Table 2. The classification results of MobileNet network
Fig. 3.
figure 3

The classification results of MobileNet network

It can be concluded from Table 2 and Fig. 3 that when MobileNet is used as the classification model only, the output probability values which come from the class with large difference in shape and color account for a large distribution space. This indicates that they can be availably judged by the classification model. But when the shape and color difference of the object to be tested are small, the output probability values between similar classes share little differences, even the classification result according to the maximum probability value is erroneous.

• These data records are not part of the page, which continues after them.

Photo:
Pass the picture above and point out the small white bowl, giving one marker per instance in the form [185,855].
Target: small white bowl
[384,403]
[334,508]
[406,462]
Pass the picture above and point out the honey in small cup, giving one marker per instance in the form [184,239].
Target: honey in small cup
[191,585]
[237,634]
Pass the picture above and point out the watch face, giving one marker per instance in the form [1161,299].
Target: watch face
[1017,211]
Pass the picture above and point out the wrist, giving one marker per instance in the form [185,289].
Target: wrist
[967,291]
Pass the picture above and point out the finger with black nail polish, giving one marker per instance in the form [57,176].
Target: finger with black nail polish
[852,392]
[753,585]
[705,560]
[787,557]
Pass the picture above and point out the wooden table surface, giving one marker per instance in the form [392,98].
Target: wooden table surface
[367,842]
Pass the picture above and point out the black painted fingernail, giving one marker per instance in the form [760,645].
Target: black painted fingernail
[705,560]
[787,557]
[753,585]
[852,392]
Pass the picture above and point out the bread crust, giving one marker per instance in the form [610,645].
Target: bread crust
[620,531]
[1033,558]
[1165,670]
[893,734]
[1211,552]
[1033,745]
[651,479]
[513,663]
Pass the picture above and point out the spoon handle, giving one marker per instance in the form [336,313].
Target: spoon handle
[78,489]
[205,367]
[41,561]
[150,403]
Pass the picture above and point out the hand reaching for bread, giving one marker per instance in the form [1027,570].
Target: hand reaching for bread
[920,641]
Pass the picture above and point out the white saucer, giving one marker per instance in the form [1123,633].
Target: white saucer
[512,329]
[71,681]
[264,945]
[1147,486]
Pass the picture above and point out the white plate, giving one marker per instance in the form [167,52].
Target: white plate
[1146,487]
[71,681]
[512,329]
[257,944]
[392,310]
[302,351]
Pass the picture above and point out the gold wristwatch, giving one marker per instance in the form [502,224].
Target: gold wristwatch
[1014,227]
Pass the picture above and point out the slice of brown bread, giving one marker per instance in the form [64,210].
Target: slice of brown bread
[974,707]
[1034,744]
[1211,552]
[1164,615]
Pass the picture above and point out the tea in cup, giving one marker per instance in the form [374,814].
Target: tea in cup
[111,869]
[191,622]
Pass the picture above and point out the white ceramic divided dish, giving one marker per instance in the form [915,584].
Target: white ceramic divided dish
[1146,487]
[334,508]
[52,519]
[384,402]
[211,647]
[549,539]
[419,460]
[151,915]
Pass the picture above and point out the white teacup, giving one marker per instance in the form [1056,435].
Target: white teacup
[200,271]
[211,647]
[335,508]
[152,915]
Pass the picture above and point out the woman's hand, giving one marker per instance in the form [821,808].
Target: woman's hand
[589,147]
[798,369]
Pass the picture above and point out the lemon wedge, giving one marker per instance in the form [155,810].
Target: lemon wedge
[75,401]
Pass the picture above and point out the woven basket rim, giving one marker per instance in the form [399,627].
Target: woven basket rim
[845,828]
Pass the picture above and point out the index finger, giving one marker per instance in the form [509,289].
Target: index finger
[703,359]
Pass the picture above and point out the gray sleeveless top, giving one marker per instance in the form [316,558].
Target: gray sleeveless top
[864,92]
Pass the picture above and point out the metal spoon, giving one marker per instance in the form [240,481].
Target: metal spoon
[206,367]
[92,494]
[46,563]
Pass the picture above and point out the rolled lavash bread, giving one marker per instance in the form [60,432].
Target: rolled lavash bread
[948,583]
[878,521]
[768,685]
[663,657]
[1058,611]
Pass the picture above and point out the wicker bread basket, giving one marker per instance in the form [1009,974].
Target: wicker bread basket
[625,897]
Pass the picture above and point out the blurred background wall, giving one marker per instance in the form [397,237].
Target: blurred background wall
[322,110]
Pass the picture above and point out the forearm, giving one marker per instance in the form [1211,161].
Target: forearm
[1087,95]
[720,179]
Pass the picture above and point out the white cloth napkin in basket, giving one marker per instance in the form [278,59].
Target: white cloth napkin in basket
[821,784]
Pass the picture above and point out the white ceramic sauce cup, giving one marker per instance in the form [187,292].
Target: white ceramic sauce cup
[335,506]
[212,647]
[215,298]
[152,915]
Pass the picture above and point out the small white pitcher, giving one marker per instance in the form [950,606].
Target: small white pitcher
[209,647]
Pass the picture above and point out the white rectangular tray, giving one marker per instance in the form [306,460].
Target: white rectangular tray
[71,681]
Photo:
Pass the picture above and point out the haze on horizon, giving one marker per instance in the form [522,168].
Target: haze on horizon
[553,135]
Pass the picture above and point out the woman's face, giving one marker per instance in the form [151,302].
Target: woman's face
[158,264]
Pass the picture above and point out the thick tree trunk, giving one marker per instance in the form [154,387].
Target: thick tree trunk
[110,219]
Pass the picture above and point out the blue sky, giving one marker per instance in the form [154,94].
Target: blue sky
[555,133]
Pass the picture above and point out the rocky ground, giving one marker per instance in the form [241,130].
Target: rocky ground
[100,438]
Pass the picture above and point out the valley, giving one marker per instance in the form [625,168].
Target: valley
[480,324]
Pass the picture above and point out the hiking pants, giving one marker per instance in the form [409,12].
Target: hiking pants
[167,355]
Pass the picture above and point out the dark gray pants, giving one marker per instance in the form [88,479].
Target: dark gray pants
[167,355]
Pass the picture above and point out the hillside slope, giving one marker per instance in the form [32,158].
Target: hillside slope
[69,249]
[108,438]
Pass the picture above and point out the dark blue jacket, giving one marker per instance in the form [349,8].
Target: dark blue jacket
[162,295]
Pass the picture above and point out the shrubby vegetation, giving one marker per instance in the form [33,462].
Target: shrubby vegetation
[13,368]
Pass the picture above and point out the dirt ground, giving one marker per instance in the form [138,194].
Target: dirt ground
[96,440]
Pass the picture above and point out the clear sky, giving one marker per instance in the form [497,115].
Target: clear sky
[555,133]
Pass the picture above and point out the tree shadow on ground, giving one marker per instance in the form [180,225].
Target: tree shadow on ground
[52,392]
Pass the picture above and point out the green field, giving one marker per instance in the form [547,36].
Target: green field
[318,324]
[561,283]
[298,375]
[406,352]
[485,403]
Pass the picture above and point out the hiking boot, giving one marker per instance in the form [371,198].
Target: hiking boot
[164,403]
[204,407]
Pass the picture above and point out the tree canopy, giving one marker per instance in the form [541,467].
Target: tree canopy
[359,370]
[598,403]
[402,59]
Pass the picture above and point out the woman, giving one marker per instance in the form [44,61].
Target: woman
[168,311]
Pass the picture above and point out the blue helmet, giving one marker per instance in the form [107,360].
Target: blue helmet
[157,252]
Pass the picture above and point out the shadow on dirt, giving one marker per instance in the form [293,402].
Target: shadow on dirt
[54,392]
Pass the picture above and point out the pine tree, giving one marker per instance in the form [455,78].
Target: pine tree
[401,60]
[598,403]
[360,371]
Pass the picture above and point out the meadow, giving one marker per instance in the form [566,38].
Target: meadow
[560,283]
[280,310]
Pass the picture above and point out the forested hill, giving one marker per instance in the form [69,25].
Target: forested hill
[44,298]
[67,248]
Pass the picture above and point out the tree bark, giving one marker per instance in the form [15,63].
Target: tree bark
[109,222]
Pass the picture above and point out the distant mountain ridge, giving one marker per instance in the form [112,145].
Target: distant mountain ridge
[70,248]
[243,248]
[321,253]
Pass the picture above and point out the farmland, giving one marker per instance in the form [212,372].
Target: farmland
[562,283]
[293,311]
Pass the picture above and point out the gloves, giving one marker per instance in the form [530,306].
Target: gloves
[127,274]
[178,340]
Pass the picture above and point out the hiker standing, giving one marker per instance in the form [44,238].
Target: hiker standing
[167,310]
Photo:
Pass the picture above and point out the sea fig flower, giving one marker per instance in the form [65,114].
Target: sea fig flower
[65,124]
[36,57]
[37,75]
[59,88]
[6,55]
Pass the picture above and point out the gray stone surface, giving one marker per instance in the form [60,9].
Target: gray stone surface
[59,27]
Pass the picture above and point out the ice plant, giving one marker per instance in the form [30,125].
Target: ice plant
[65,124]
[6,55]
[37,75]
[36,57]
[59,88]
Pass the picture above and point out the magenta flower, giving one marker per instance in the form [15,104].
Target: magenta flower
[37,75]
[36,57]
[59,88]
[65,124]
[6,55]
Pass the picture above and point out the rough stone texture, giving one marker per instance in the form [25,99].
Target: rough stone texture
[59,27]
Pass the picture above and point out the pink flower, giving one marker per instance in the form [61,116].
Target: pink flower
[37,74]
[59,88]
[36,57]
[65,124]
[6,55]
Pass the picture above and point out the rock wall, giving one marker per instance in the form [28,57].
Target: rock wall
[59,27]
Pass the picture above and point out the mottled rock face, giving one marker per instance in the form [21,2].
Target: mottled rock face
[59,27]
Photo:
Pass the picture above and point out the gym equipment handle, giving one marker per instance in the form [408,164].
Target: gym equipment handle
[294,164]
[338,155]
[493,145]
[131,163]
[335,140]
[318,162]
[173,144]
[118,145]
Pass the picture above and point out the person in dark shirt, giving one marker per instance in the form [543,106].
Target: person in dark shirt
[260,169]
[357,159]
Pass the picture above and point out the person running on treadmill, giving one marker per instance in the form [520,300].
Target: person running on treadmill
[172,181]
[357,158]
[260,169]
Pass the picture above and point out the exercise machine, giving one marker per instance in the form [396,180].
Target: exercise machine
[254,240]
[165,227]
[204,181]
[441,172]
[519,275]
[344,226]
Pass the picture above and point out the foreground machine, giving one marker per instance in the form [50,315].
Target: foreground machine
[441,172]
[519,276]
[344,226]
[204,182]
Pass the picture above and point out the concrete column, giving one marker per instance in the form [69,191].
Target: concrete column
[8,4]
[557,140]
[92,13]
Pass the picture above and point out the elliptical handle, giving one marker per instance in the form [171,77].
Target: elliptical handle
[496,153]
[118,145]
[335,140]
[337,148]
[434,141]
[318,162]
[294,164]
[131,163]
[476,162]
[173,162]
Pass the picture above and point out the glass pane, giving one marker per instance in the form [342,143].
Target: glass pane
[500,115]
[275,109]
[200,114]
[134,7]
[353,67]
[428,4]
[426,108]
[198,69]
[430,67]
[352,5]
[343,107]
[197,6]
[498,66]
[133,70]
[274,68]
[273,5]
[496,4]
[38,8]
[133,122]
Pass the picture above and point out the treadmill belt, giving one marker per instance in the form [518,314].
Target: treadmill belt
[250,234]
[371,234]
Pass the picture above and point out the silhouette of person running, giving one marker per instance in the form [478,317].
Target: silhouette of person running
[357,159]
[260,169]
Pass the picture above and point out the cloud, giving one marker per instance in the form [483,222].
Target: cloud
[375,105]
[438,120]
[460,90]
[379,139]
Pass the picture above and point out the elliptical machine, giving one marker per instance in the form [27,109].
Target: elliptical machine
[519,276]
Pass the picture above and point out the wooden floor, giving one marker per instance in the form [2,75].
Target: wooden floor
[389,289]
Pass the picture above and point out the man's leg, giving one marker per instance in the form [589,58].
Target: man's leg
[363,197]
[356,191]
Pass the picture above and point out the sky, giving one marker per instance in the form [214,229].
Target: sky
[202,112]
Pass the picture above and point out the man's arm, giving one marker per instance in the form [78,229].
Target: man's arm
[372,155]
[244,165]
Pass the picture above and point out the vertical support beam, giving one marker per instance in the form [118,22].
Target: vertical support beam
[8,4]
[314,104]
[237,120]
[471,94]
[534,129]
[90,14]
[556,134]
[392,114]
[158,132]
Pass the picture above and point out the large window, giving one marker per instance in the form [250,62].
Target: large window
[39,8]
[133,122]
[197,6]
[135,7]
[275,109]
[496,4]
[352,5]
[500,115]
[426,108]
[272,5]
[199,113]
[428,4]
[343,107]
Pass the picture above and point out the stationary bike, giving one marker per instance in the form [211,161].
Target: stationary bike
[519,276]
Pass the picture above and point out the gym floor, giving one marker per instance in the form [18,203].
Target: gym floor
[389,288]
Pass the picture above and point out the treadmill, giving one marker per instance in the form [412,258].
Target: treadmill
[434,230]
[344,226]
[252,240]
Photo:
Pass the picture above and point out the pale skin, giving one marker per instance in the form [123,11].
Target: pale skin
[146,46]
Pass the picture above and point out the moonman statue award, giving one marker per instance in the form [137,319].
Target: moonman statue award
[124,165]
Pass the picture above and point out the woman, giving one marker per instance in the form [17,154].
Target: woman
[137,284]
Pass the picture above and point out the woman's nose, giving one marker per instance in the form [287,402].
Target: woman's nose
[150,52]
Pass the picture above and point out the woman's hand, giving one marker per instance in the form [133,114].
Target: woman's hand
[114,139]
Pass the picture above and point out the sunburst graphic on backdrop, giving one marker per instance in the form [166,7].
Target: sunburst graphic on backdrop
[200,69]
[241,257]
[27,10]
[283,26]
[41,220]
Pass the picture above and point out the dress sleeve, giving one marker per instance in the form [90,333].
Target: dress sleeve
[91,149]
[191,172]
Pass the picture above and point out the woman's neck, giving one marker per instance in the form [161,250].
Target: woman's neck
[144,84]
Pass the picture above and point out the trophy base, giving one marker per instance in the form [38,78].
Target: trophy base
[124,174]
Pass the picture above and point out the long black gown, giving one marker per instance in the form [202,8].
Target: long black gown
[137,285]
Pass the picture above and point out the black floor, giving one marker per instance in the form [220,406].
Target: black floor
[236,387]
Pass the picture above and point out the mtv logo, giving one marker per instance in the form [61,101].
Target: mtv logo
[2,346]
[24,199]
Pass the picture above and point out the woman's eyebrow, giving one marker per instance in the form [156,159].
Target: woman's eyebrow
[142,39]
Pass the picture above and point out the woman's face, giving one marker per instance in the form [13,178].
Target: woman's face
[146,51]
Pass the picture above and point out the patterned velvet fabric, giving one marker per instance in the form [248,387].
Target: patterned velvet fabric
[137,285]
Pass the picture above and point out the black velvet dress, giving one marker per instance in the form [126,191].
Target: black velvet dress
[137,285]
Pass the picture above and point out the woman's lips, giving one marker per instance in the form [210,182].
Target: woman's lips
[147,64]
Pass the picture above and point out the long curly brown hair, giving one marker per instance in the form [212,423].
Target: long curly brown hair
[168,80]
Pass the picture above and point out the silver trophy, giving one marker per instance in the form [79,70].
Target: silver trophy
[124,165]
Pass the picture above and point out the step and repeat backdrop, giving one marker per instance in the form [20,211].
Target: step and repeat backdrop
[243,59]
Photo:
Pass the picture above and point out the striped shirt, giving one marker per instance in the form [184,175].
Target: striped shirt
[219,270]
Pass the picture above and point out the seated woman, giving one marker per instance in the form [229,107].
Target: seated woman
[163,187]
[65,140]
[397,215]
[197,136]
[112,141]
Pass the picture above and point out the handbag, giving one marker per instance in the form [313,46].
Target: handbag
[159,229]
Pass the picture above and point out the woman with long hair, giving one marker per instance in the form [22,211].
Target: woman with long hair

Experiment three: To test the classification probability value of the similarity sample after being processed by the joint decision mechanism. In this experiment, the products that are confused in experiment 2 are used as test data. They are plastic bottles (transparent) and glass bottles (transparent). The classification model is changed to the joint decision mechanism which is based on MobileNet network and illumination reflection assistance. The classification probability values are obtained with updated configuration. The typical parameters wm is 0.4, ws is 0.6, fstd of glass is 0.8 and fstd of plastic is 0.4. The experimental results are shown in Table 3 and Fig. 4:

Table 3. The classification results of Joint Decision
Fig. 4.
figure 4

The classification results of Joint Decision

It can be concluded from Table 3 and Fig. 4 that when the material-based joint decision system is added, the distribution of the similar class output probability values will be effectively changed and the variance will be increased. The auxiliary decision-making mechanism can correct the error classification output as well. The weight parameters wm and ws depend on the validity of the material detection method.

The essence of joint decision-making is to increase the data dimension and to use more categorizable attributes. The data distribution which is difficult to classify becomes easy to distinguish by adding new attributes. Therefore, the newly added features should be distributed independently from the image features. The weight w represents the parameter of the optimal classification function f(x). The parameter w can be determined by the objective weighting method. This method means that the weight should reflect the influence degree of each feature on the final result. It can be generally obtained by normalizing the reliability of different features. Assume that the image classification accuracy is pi and the material classification accuracy is pm. The weight vector [wm, ws] can be obtained from normalizing the vector [pi, pm].

Furthermore, the neural network is a nonlinear function of pixel features. The linear weighting method used in this paper still contains a large number of artificial designed factors such as weight selection. This leads to limited generalization of the model. In the future work, you can consider the material properties as input of the neural network and choose to add them in the appropriate layer. Then, the joint decision weight can be automatically learned by the machine to get stronger generalization ability.

5 Conclusion

This paper proposes a product consistency joint detection algorithm based on convolutional neural network and illumination reflection to solve the consistency problem in batch products. Firstly, the image to be detected is segmented to obtain a single product image to be tested and standard class information. Then, through the pre-trained MobileNet network, the product class is effectively identified by joint decision which is based on the illumination reflection system. Finally, the consistency is determined according to the standard class information and classification result. This algorithm are advantageous in rapid image segmentation, accurate and stable classification results. The shortcoming of this algorithm is that in large-scale detection, each product needs to perform a large number of parameters calculation, which affects the efficiency of this algorithm. In the future work, it is considered to introduce the similarity between product images for pre-determination and reduce redundant neural network calculation. Meanwhile, it is also possible to adjust the classification sequence and adopt the idea of cascade screening.